Mrs. Gladstone’s shoulders dropped like the wind got knocked out of her.
“Is everything okay, Mrs. Gladstone?”
Mrs. Gladstone looked small and wrinkled propped up like she was in the bed. “No,” she said softly. “No, it’s not.”
My mind raced back to when I was seven years old. Mom was in the kitchen pouring bourbon down the sink so there wouldn’t be any for Dad to drink when he came home—if he came home. Whenever he left, even if it was just to buy cigarettes down the street, I always wondered if I’d see him again.
But this night was worse than the others. I was getting peanut butter from the pantry when Dad staggered home loaded. Mom called him an alcoholic; said he needed to get help. I’d never heard him get so angry, shouting that no one had faith in him; what’s the big deal about a few drinks; couldn’t a man unwind after a long day at work? He kept yelling and Mom kept saying she wasn’t going to be a co-dependent anymore, wasn’t going to cover up for him. He kicked a big dent in the refrigerator and stormed out.
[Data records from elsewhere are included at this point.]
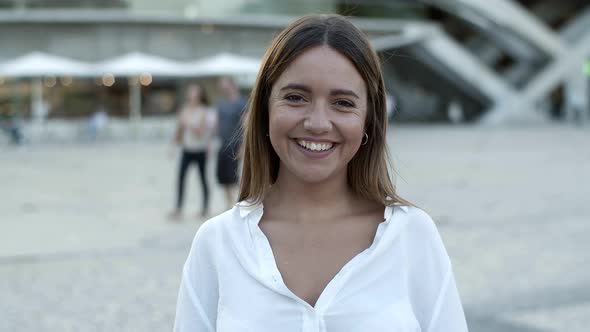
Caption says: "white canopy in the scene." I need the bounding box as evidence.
[183,53,261,77]
[95,52,182,76]
[0,52,92,77]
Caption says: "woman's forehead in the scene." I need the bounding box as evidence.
[273,46,367,97]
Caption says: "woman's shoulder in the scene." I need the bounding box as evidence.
[195,207,240,239]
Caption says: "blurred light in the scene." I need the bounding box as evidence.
[43,76,57,88]
[102,74,115,86]
[59,76,73,86]
[201,24,215,33]
[139,73,152,86]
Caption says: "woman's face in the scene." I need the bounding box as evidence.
[269,46,367,183]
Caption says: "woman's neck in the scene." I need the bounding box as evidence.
[264,167,355,222]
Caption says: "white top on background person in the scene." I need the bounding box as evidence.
[180,107,217,152]
[175,84,217,152]
[174,15,467,332]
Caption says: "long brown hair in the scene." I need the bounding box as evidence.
[238,15,412,209]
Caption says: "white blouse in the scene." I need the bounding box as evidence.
[174,203,467,332]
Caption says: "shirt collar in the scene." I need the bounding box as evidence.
[236,197,408,219]
[236,201,262,219]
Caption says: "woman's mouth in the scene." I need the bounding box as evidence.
[296,139,334,152]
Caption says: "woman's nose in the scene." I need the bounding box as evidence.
[303,103,332,134]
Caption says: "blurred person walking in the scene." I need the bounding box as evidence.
[169,84,217,220]
[217,77,247,209]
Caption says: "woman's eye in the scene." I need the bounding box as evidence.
[335,99,354,107]
[285,95,303,102]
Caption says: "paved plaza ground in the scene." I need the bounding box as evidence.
[0,125,590,332]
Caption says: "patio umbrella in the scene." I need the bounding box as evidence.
[183,53,261,77]
[97,52,183,121]
[0,52,92,120]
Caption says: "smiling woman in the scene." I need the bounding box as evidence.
[175,15,467,332]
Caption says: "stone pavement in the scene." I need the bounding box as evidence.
[0,125,590,332]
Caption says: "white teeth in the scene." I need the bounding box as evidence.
[297,140,334,151]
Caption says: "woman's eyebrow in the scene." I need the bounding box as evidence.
[280,83,311,92]
[280,83,360,99]
[330,89,360,99]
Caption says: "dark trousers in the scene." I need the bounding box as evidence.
[176,150,209,212]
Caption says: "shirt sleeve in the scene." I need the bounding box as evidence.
[408,211,468,332]
[428,269,468,332]
[174,223,223,332]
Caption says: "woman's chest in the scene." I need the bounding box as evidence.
[263,219,377,306]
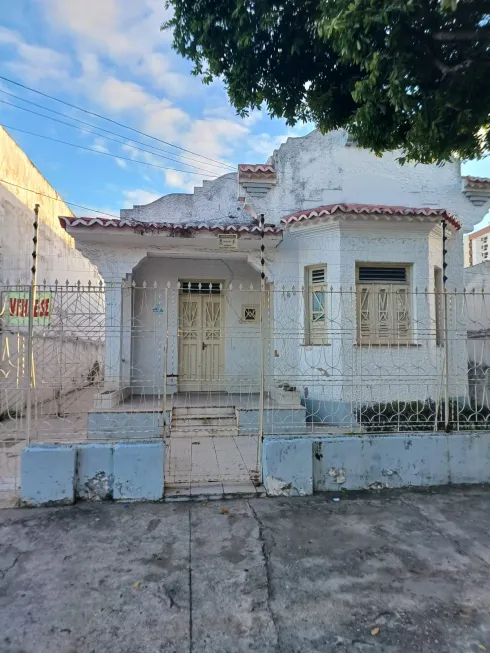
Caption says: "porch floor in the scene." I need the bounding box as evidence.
[165,435,261,496]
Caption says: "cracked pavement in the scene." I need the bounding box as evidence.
[0,487,490,653]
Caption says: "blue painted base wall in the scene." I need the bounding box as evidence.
[21,439,165,506]
[262,431,490,496]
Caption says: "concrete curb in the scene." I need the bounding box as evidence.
[262,431,490,496]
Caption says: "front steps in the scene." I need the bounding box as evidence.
[170,406,238,438]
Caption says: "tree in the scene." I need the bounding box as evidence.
[163,0,490,163]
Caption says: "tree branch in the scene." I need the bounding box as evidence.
[432,57,473,75]
[432,28,490,43]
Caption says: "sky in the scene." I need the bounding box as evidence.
[0,0,490,227]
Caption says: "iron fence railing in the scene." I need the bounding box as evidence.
[0,281,490,491]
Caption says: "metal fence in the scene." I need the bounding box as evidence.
[0,281,490,492]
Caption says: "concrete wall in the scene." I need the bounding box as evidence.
[131,257,260,394]
[274,216,467,423]
[0,127,103,414]
[263,431,490,496]
[21,439,165,506]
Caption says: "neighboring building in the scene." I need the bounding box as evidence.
[0,127,104,416]
[464,223,490,268]
[61,131,490,423]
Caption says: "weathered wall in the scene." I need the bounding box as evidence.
[0,127,103,414]
[121,130,488,232]
[131,257,260,394]
[274,216,467,422]
[262,431,490,496]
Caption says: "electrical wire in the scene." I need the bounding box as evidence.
[0,123,214,179]
[0,88,234,174]
[0,100,226,175]
[0,179,120,220]
[0,75,235,171]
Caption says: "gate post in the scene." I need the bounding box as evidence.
[257,213,265,483]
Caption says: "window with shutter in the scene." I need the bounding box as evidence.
[357,265,411,345]
[305,265,327,345]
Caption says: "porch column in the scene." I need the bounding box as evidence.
[120,274,134,388]
[104,279,124,392]
[104,274,133,391]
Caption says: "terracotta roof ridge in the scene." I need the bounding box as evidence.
[281,203,461,229]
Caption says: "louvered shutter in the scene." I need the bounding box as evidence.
[357,266,411,345]
[307,266,327,345]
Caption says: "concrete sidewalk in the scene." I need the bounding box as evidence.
[0,488,490,653]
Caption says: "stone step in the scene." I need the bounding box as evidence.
[172,406,235,417]
[172,415,237,428]
[170,426,238,438]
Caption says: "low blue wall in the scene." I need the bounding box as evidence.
[21,439,165,506]
[263,431,490,496]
I went out to Mom. She was crying on the kitchen stool, bent over.
“Is everything okay?” I asked her.
“No,” she said. “No, it’s not.”
From that day on I knew Dad would go permanently.
When Mom and Dad got divorced, Mom gathered me and Faith on her lap. “We’re not going to pretend like this hasn’t been hard,” she said, “because it’s been very hard. We’re not going to pretend that everything’s okay, because right now it’s not. What we’re going to do is talk to each other and let our feelings out and trust that in the process we will find a better life. Deal?”
Faith said, “Deal,” and held out her hand. She was smiling.
I said, “Deal,” and held out my hand. I was crying.
Mom took both our hands and put them between hers. I felt strength zooming from her hands into mine, right up to my heart.
I thought about taking Mrs. Gladstone’s hand, but she turned off the light before I got a chance. This is what Faith does when she doesn’t want to talk anymore. You could be bursting with questions and Faith yanks the light chain and leaves you sitting there in darkness, real and otherwise. Lately, with Faith, I’ve been yanking the light back on and glaring at her, but that sure wouldn’t work tonight.